Bei uns steht schon wochenlang im Kalender, dass wir zu Ostern "remontti" haben, also endlich unser Wohnzimmer renovieren wollen. Das hat nämlich immer noch die hässliche melierte Tapete, die unsere Wohnungsgesellschaft Anfang August angeklebt hat, nachdem wir vier Wochen lang darauf gewartet haben, dass sie die karierten und gestreiften Tapeten der Vormieter durch die in den Papieren vorgesehene weisse Wandfarbe ersetzen *örks* Nach dem Malern von zwei Schlafzimmern und dem Umzug waren wir dann so fix und foxi, dass wir das Wohnzimmer auf "irgendwann später" verschoben hatten.

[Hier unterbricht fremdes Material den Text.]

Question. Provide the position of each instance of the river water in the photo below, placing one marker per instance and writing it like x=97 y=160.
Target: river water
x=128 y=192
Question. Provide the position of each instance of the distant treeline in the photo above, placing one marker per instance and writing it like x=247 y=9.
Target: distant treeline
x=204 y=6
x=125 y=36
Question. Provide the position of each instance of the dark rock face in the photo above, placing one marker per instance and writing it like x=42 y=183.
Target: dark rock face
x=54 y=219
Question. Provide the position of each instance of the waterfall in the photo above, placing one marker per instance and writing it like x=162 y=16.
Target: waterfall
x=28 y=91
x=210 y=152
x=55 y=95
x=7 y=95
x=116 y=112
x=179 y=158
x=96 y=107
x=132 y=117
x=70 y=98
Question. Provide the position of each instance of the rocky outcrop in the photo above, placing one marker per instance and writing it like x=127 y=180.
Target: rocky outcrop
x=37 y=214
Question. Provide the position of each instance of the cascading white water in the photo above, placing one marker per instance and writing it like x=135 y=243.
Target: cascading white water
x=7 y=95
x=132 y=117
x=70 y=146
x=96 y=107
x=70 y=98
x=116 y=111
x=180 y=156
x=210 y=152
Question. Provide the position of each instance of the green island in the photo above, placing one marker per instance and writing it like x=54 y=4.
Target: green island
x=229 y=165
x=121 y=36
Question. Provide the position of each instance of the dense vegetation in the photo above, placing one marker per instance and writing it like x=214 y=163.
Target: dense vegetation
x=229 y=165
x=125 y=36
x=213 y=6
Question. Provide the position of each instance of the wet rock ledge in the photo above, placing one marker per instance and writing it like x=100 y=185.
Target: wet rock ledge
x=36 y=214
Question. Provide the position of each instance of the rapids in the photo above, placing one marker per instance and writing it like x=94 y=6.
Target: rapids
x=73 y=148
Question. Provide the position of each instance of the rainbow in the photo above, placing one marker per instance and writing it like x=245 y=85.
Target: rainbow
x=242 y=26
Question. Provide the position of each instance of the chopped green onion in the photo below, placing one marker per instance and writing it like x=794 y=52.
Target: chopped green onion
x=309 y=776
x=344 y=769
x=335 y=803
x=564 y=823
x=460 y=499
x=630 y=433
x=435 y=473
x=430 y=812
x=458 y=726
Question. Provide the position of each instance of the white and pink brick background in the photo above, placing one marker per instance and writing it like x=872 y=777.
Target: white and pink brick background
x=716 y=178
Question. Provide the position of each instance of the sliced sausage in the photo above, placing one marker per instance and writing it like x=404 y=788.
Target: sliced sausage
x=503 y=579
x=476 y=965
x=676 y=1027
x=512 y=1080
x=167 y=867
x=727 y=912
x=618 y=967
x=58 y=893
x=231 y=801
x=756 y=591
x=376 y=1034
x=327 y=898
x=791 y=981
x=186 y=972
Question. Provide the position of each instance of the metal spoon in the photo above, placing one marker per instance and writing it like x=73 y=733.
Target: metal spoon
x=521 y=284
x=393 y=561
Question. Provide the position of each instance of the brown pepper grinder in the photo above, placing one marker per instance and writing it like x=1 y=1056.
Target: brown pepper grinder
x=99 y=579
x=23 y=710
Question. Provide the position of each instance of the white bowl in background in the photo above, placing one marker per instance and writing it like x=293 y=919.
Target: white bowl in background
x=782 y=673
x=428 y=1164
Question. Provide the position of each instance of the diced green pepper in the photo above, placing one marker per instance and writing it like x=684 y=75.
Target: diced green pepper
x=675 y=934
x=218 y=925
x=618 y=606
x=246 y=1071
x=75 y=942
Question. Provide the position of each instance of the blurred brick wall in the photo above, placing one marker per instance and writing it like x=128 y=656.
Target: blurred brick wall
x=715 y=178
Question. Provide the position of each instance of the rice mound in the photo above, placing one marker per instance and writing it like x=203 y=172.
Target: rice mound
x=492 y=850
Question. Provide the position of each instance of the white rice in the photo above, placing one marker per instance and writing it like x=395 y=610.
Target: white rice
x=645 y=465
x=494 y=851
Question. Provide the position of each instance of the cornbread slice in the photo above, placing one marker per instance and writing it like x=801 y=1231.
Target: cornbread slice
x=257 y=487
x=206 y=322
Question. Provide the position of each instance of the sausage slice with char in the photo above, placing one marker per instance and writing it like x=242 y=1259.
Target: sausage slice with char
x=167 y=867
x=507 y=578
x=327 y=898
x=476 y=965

Heute dann also volle Kraft voraus. Erstmal natürlich ausschlafen. Dann Frühstück (äähm Mittag), weil es schnell gehen sollte, den typisch finnischen Haferbrei aus der Instanttüte, der nur mit Wasserkocherwasser aufgegossen werden muss. Männe angelte natürlich noch die halbmeterlange Läbärvurst aus dem Kühlschrank, die Frida gestern unbedingt kaufen wollte. Dann alte Jeans an und los - nein, erst lange Diskussion mit Männe und Frida, weil Frida ja gar keine "alten" Sachen hat, sondern nur zu kleine - letztendlich fand sich dann doch eine nach Mamis Meinung ausgeleierte Jogginghose und ein halbzerledertes Prinzessinenshirt (neein, das ist nicht oll!!! *kreisch*)
Küchentisch zur Seite geräumt. Frida wollte raus... also erstmal Tür auf und festgestellt, dass die Schweinies auch raus könnten - und Schweinies in den Garten. Frida barfuss raus, also erstmal Turnschuhe geholt. Wasser an der Wand inzwischen wieder getrocknet. Männe war inzwischen wieder mit irgendwem am Telefon. Weiter nass gemacht und abgerissen, zur Not allein, ging ganz gut. Kind wieder rein "Mami, komm, gucke mal". Okay, was denn? Ah, ein Hund da draussen. So ein Puschelohrpudel von der Hundefutterpackung, süss. Hoffentlich springt der nicht über den extrem niedrigen Zaun. Wieder rein. Katzen miauen. Achja, die haben ja auch noch kein Futter.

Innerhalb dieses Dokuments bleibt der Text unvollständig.